Mit TV-Spots auf einer riesigen Leinwand wurden die Besucher bei Laune gehalten. Prominenz, die sich für Schröder stark macht: Günther Grass, Paul van Dyk oder Klaus Staeck. Um das junge Publikum anzusprechen, hatten die Sozialdemokraten die beiden Heidelberger Rapper Torch und Toni L. engagiert, die mal Stars waren. Doch Torch gelingt es nur schwer, die Menge in Stimmung für seinen Kurpfalz-Rap zu bringen. Dann fragt er: „Und wer kommt jetzt?“ Die Spannung war groß; einige im Publikum brüllten: „Gerhard, Gerhard.“ Doch es kam: Toni L., der Rapper-Kollege mit dem er Worte sang, die sich nur schwer reimten: „Sind wir Gäste oder Bürger ohne Rechte“ – aber die Worte „sie kommen von Herzen“.

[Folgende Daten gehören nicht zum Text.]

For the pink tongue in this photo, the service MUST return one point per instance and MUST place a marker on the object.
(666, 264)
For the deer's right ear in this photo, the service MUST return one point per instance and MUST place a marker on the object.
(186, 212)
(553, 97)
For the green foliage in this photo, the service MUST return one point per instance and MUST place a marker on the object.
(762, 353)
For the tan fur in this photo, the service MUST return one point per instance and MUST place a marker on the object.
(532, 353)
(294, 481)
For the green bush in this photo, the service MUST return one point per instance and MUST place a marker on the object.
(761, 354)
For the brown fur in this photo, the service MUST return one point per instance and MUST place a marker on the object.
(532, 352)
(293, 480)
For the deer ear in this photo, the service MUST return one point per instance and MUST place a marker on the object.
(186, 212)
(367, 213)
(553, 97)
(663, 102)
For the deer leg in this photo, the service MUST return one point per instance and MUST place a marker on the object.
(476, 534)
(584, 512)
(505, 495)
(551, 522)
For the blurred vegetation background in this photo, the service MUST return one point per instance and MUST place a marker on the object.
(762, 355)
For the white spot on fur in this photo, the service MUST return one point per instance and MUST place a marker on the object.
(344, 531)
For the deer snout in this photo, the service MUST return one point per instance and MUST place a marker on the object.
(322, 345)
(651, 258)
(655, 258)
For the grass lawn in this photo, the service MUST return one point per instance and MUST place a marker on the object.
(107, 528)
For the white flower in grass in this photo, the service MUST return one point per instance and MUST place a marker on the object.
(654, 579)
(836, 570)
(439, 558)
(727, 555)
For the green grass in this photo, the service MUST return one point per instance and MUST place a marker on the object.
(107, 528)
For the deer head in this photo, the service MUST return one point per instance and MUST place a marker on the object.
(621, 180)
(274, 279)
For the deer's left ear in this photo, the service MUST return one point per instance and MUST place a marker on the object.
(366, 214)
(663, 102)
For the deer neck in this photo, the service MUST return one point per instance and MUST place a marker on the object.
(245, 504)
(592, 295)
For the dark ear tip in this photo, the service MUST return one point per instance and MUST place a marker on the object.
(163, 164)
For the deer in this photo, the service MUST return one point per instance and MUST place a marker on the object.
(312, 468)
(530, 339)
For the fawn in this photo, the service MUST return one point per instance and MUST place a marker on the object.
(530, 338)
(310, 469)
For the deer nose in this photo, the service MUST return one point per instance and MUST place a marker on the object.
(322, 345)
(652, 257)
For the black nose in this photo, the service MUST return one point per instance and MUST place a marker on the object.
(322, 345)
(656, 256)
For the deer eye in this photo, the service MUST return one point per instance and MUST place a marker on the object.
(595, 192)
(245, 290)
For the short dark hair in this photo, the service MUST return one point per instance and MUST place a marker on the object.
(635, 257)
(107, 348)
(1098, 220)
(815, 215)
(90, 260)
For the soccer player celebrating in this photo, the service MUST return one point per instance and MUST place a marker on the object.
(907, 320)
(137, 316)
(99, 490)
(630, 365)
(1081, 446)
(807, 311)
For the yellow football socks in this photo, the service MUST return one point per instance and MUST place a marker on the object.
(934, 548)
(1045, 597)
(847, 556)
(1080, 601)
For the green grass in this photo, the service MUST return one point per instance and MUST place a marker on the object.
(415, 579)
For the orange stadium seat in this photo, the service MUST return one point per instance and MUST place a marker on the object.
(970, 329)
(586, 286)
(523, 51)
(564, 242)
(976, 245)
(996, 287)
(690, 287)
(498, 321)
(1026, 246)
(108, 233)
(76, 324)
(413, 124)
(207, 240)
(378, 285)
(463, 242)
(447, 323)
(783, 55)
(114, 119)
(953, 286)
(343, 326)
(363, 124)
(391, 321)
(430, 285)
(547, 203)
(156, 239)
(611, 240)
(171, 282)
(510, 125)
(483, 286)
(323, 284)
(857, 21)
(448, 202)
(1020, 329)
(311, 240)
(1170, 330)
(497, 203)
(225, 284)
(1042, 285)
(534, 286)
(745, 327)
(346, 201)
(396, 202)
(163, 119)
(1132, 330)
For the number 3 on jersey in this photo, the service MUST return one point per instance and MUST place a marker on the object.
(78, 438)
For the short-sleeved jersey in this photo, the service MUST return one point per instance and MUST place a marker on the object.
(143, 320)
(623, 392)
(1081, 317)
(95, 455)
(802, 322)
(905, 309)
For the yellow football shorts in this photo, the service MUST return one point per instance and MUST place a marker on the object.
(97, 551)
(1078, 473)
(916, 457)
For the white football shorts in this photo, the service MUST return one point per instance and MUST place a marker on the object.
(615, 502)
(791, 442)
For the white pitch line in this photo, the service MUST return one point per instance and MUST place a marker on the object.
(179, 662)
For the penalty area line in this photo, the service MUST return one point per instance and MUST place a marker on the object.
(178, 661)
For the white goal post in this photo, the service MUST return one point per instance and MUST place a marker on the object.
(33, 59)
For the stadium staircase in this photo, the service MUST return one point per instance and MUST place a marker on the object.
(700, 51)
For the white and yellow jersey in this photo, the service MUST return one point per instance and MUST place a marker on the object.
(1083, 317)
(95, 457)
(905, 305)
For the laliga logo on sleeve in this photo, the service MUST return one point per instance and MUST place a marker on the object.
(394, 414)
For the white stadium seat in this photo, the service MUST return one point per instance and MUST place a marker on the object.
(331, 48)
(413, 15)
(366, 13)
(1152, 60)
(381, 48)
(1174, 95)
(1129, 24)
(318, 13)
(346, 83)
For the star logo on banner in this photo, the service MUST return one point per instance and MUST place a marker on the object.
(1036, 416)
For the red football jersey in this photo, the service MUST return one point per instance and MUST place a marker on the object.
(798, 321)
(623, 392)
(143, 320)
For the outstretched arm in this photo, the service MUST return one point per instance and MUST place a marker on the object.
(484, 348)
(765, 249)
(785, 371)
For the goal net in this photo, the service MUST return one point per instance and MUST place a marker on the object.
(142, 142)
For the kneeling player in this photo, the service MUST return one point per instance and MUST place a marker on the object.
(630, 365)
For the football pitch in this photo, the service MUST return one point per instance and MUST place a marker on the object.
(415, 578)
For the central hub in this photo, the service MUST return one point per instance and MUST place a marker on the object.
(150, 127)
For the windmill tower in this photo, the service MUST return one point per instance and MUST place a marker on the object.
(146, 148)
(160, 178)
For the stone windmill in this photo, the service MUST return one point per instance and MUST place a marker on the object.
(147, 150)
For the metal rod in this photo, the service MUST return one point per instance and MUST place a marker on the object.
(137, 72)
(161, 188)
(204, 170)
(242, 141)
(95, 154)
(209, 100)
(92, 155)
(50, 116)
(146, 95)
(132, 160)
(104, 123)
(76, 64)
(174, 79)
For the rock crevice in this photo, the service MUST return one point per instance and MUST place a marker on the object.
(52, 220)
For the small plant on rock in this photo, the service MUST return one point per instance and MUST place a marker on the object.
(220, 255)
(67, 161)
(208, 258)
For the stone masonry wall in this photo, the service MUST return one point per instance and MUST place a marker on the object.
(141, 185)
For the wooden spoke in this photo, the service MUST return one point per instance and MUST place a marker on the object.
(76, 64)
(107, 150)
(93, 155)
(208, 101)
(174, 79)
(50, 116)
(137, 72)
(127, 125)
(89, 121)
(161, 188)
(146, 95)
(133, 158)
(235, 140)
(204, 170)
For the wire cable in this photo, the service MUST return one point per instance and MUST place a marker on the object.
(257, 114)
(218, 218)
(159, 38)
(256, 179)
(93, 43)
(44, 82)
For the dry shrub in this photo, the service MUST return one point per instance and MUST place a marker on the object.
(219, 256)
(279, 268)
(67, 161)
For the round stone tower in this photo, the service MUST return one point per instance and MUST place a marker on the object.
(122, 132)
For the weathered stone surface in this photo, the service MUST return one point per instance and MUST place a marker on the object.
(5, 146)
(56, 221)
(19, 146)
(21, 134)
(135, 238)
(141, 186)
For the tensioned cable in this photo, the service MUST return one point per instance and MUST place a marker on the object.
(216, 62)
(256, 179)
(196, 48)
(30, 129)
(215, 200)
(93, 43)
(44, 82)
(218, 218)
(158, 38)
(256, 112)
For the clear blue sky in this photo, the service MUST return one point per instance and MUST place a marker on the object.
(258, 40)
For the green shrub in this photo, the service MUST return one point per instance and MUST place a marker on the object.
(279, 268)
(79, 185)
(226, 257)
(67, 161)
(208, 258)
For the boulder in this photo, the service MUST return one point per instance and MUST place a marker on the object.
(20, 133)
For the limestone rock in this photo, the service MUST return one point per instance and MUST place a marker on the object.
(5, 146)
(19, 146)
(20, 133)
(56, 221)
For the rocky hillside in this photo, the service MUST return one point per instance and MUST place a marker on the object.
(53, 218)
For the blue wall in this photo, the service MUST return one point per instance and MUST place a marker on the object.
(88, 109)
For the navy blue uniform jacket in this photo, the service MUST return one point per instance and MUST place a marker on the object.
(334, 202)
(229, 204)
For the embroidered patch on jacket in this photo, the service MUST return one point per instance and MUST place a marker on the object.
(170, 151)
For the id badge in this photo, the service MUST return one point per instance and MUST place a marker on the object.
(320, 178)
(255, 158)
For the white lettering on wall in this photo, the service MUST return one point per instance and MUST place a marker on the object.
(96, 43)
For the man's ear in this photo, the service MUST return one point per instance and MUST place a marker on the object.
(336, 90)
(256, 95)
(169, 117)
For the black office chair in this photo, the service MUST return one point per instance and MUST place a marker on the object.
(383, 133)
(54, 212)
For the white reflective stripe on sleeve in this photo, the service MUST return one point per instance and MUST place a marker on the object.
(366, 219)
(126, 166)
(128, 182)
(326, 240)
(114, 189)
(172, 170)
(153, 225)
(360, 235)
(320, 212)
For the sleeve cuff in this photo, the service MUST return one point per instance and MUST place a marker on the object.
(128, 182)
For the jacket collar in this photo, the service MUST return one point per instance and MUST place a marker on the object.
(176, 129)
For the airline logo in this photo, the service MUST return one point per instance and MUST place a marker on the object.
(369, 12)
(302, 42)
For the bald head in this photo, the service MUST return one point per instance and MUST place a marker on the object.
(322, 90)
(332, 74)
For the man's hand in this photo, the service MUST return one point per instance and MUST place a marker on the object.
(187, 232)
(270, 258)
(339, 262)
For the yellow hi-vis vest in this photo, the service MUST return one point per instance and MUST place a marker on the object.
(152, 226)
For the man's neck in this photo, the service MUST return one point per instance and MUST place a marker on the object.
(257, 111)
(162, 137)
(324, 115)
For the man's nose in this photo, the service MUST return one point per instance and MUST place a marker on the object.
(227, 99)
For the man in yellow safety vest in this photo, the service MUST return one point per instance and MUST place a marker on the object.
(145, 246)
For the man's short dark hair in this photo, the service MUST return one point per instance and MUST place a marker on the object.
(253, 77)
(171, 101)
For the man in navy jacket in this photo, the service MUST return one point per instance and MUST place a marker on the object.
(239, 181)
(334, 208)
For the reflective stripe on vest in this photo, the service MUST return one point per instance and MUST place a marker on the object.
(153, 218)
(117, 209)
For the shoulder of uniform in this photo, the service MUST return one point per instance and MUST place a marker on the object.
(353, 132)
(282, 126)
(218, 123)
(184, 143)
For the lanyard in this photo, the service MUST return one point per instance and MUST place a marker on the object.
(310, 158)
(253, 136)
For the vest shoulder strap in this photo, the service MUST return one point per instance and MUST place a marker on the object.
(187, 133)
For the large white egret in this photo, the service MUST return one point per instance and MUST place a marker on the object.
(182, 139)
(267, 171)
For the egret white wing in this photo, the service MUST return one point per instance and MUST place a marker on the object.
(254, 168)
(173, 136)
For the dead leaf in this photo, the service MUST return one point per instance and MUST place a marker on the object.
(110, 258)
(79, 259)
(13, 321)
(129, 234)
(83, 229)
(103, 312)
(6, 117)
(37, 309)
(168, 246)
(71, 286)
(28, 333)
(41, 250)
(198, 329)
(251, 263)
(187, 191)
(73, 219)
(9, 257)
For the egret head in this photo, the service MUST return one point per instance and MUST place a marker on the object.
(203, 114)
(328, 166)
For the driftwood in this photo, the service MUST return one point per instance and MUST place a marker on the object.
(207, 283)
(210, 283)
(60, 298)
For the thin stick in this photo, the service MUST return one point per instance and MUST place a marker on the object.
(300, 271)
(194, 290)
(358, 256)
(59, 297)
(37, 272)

Die sozialdemokratischen Lokalmatadore durften auch etwas Werbung für sich machen. „Knallharte Fragen“ an Lothar Binding, Lothar Mark, Gerd Weisskirchen und Stefan Rebmann hatte der Moderator des Abends angekündigt – und lieferte dann eine Steilvorlage nach der nächsten, um veritabel das SPD-Programm zu loben, die Unions-Pläne zu kritisieren und wie nebenbei auch noch einige Spitzen in Richtung Lafontaine und Linkspartei los zu werden. Aber eigentlich waren die Zuschauer ja nur gekommen, um den Kanzler zu sehen. Der reckte nach seiner Rede sechs Mal beide Zeigefinger nach oben, herzte die OB und war dann so schnell verschwunden, wie er (mit 20-minütiger Verspätung) gekommen war.